If we can’t explore these rich texts of the past, plough them for the many riches that they have to offer us for our existence, what use are they to us except as dead artefacts? Are we then just caretakers of these dusty fragments of the past? I like Huntington’s adoption of Rorty’s hermeneutic approach, the “strong textualist” approach, where the reader “asks neither the author nor the text about their intentions, but simply beats the text into a shape which will serve his own purpose”(8).

Though in the end what takes place lies somewhere amidst the two methods, Bynum’s and Huntington’s, since any reading of a text makes manifest realities about both the text/author/subject of study and the reader. The question then becomes ‘are we open and cognisant enough to see the interpenetrations of these various dimensions as they play their game before us?’
babak

Andrew said...

Amy,

I sympathize with your concluding paragraph about being exposed to the text-critical method during your undergraduate degree. I too was deeply immersed in that methodological approach. I find that it can be very difficult to move from one approach to another when studying religious texts. Thus, I find that in my case (and perhaps in yours too) that when I am studying a religious text, I often get caught up in textual-criticism and have a hard time “stepping out of the box” per se.

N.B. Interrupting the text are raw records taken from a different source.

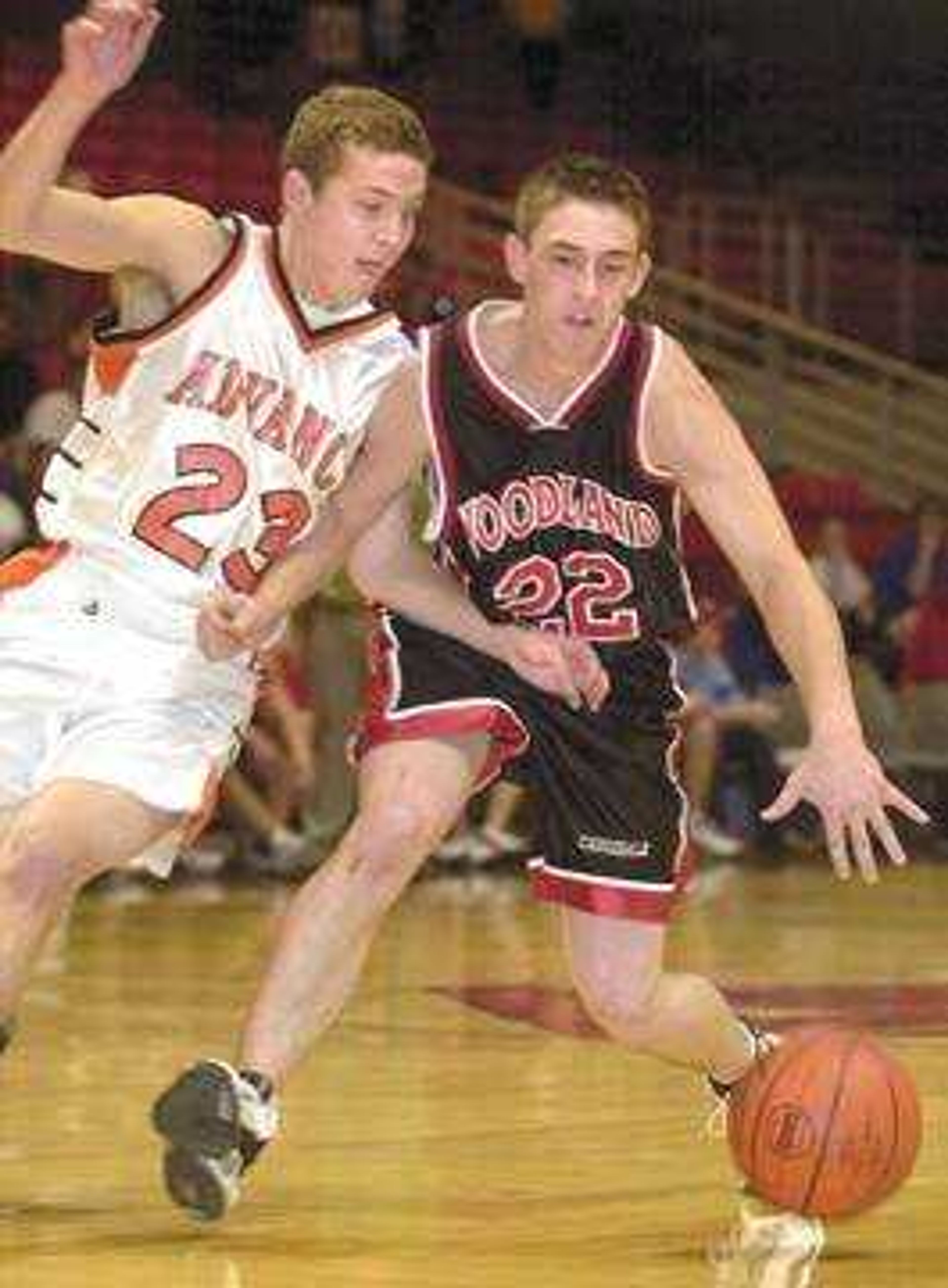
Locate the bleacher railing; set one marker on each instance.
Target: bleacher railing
(808, 398)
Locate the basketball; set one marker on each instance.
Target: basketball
(829, 1125)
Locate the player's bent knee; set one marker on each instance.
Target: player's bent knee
(392, 839)
(37, 869)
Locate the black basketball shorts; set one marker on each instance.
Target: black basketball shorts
(611, 813)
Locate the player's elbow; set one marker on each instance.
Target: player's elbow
(369, 574)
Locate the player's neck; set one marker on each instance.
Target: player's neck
(540, 372)
(317, 301)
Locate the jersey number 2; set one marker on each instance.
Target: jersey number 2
(589, 584)
(286, 513)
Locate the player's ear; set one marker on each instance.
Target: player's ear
(296, 190)
(516, 258)
(642, 270)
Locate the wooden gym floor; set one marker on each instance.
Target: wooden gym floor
(460, 1128)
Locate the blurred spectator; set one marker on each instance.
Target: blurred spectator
(925, 702)
(495, 838)
(728, 756)
(15, 527)
(272, 786)
(915, 565)
(851, 592)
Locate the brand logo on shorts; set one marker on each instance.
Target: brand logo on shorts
(612, 847)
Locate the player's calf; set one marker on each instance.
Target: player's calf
(216, 1121)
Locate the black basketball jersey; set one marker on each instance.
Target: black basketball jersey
(558, 525)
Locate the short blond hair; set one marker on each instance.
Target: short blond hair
(581, 177)
(351, 115)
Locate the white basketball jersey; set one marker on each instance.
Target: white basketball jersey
(208, 444)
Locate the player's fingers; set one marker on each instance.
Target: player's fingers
(836, 844)
(862, 851)
(785, 802)
(888, 838)
(905, 804)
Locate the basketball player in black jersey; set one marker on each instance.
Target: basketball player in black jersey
(562, 438)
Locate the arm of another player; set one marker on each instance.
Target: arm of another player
(101, 52)
(391, 567)
(691, 436)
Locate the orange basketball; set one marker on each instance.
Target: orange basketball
(829, 1125)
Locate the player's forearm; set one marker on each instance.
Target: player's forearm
(34, 159)
(416, 588)
(807, 633)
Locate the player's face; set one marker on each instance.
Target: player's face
(356, 229)
(579, 271)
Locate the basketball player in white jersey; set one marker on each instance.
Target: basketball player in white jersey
(205, 445)
(562, 437)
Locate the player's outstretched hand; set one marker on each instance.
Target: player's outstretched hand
(230, 624)
(104, 47)
(561, 665)
(846, 782)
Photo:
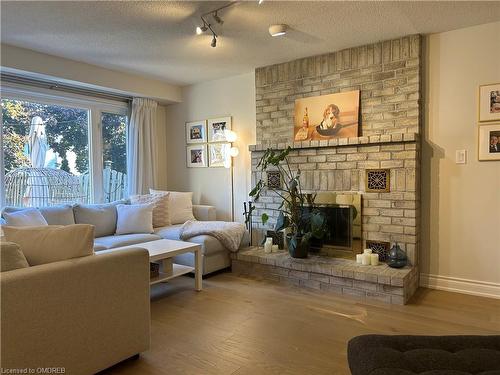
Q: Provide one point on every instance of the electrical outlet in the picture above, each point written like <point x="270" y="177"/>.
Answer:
<point x="461" y="156"/>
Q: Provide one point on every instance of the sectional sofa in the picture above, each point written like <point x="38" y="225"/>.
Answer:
<point x="104" y="216"/>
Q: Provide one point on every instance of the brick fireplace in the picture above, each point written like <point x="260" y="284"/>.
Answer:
<point x="382" y="164"/>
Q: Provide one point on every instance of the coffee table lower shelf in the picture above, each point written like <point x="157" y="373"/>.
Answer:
<point x="177" y="270"/>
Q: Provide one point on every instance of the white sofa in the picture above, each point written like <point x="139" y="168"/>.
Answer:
<point x="80" y="314"/>
<point x="102" y="216"/>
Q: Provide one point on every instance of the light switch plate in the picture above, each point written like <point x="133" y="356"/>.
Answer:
<point x="461" y="156"/>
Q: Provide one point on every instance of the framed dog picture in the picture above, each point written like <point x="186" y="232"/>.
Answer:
<point x="489" y="142"/>
<point x="489" y="102"/>
<point x="196" y="156"/>
<point x="218" y="155"/>
<point x="327" y="116"/>
<point x="217" y="128"/>
<point x="196" y="132"/>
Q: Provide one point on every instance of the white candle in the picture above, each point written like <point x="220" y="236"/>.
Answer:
<point x="366" y="260"/>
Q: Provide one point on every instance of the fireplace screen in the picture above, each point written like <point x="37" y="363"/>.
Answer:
<point x="343" y="215"/>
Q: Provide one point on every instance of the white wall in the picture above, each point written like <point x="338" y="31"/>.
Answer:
<point x="460" y="203"/>
<point x="21" y="60"/>
<point x="234" y="96"/>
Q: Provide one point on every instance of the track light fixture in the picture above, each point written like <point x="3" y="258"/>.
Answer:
<point x="217" y="18"/>
<point x="207" y="26"/>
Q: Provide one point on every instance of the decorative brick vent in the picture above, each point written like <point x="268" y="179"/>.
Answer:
<point x="378" y="180"/>
<point x="379" y="247"/>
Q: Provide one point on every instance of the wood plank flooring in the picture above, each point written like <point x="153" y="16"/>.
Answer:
<point x="241" y="326"/>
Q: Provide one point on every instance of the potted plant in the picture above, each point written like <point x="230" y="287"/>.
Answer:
<point x="297" y="212"/>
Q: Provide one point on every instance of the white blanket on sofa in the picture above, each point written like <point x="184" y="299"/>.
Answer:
<point x="229" y="234"/>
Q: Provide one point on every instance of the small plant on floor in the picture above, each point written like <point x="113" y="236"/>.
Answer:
<point x="296" y="211"/>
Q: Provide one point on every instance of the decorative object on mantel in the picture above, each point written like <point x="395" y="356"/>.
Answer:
<point x="274" y="179"/>
<point x="297" y="211"/>
<point x="277" y="238"/>
<point x="327" y="116"/>
<point x="397" y="257"/>
<point x="379" y="247"/>
<point x="378" y="180"/>
<point x="196" y="156"/>
<point x="489" y="142"/>
<point x="489" y="102"/>
<point x="196" y="132"/>
<point x="217" y="129"/>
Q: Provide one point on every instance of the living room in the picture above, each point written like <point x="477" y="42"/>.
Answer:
<point x="267" y="187"/>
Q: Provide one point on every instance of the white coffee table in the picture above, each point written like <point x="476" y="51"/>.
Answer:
<point x="163" y="251"/>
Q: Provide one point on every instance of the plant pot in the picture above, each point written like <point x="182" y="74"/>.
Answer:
<point x="296" y="247"/>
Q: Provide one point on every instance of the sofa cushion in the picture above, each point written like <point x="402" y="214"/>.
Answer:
<point x="180" y="205"/>
<point x="54" y="215"/>
<point x="134" y="218"/>
<point x="58" y="215"/>
<point x="160" y="203"/>
<point x="11" y="257"/>
<point x="101" y="216"/>
<point x="209" y="245"/>
<point x="109" y="242"/>
<point x="52" y="243"/>
<point x="25" y="218"/>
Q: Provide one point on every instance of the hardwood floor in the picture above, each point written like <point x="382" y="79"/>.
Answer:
<point x="241" y="326"/>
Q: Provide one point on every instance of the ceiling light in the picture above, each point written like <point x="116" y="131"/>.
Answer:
<point x="217" y="18"/>
<point x="278" y="30"/>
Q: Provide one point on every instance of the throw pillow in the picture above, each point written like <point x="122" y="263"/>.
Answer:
<point x="180" y="206"/>
<point x="52" y="243"/>
<point x="11" y="257"/>
<point x="24" y="218"/>
<point x="160" y="207"/>
<point x="134" y="218"/>
<point x="101" y="216"/>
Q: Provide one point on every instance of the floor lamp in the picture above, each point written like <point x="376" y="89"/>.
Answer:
<point x="233" y="151"/>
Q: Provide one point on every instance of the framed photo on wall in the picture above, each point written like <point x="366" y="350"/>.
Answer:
<point x="489" y="142"/>
<point x="218" y="155"/>
<point x="196" y="156"/>
<point x="489" y="102"/>
<point x="196" y="132"/>
<point x="217" y="127"/>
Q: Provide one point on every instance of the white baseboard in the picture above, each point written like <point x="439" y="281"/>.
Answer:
<point x="466" y="286"/>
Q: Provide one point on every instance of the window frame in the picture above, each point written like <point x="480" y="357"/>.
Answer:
<point x="95" y="108"/>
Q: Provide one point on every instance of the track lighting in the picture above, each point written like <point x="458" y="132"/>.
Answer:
<point x="278" y="30"/>
<point x="217" y="18"/>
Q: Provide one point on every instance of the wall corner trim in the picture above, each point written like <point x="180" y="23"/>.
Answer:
<point x="458" y="285"/>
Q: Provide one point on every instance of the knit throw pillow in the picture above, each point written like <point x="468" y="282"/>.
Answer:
<point x="161" y="217"/>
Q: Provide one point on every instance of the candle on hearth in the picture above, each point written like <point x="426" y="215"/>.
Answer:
<point x="366" y="259"/>
<point x="268" y="245"/>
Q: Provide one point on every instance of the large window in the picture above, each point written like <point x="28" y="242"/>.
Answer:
<point x="62" y="150"/>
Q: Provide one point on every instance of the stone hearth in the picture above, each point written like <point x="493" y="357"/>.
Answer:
<point x="330" y="275"/>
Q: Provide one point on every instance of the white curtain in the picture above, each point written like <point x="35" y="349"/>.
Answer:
<point x="141" y="146"/>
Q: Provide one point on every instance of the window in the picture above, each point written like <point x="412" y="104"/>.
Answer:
<point x="61" y="149"/>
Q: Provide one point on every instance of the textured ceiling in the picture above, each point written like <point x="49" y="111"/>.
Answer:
<point x="157" y="39"/>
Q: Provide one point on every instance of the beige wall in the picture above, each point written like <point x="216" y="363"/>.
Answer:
<point x="461" y="203"/>
<point x="234" y="96"/>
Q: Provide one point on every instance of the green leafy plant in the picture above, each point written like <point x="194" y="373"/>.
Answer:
<point x="297" y="210"/>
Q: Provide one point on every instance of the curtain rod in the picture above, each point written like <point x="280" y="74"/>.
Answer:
<point x="54" y="85"/>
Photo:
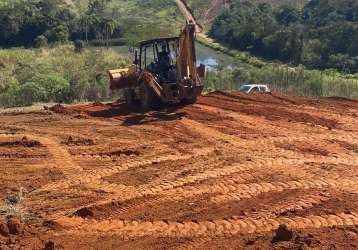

However, when I do find my way to another methodological approach in studying religious texts, the fruits can be rather plentiful. This said though, I am still making my way out from textual-criticism. What I mean by this is that, in particular, textual-criticism is, in a sense, is always my home base. If I am studying something and an alternative approach becomes overwhelming, I always default by stepping back into the box (of textual criticism).

Hence, even upon reading your blog, I can’t help but wonder what it might be like if I had a different starting point. I mean, of course, I use various different approaches to studying religion, but my biases always keep me rooted in at a general starting point. Thus, what if I were to start from somewhere else when studying a given text? Might an alternate starting point be more fruitful than that of textual-criticism? I’m not pretending to say that I suspect that there will be a stronger starting point than our common textual-critical method; rather, I can’t help but wonder if there could be a stronger starting point? Personally, I don’t feel I can recommend a particular point though, as I, myself, am still trying to figure this out, so this is just a thought.

Andrew

Adam Asgarali said...

Hi Amy,
I cant fully appreciate the text-critical method as much as Id like to, as I wrote most of my undergrad papers from a more phenomenological perspective. I really agree with Huntington that the act of locating a moment within its historical context creates a division, in which it becomes an object or "other" and this hinders the reader from extracting a meaningful truth, which you mentioned. I feel that so much of the meaning of a tradition or text can be understood by allowing it to influence and colour your understanding, an interpenetration as Babak said. Regardless of how much we can understand something from without (and thus looking inwards), something must be said for the experience of being within (and thus looking outward from this inner position). If we simply say that we can never achieve a clear and complete picture of a tradition, text, etc. and that all we have are incomplete fragments then we should ask ourselves: have we attempted to understand a phenomenon from an insider’s perspective? As Huntington mentions, so many concepts of Candrakirti's writing and thoughts would "...appear as nothing other than intellectual curiosities entirely uprooted from the Buddhist way of life which alone is capable of imparting to them their most profound significance." (p.9) Its interesting to note that in Arabic, the word that is used for study/studying comes from the root d-r-s. However, this root actually doesn’t meant to study but means to efface. I think that this notion of emptying oneself in order to appreciate and study something, especially religious traditions, could be a very effective means to gaining a deeper understanding of the significance and meaning of these phenomenon.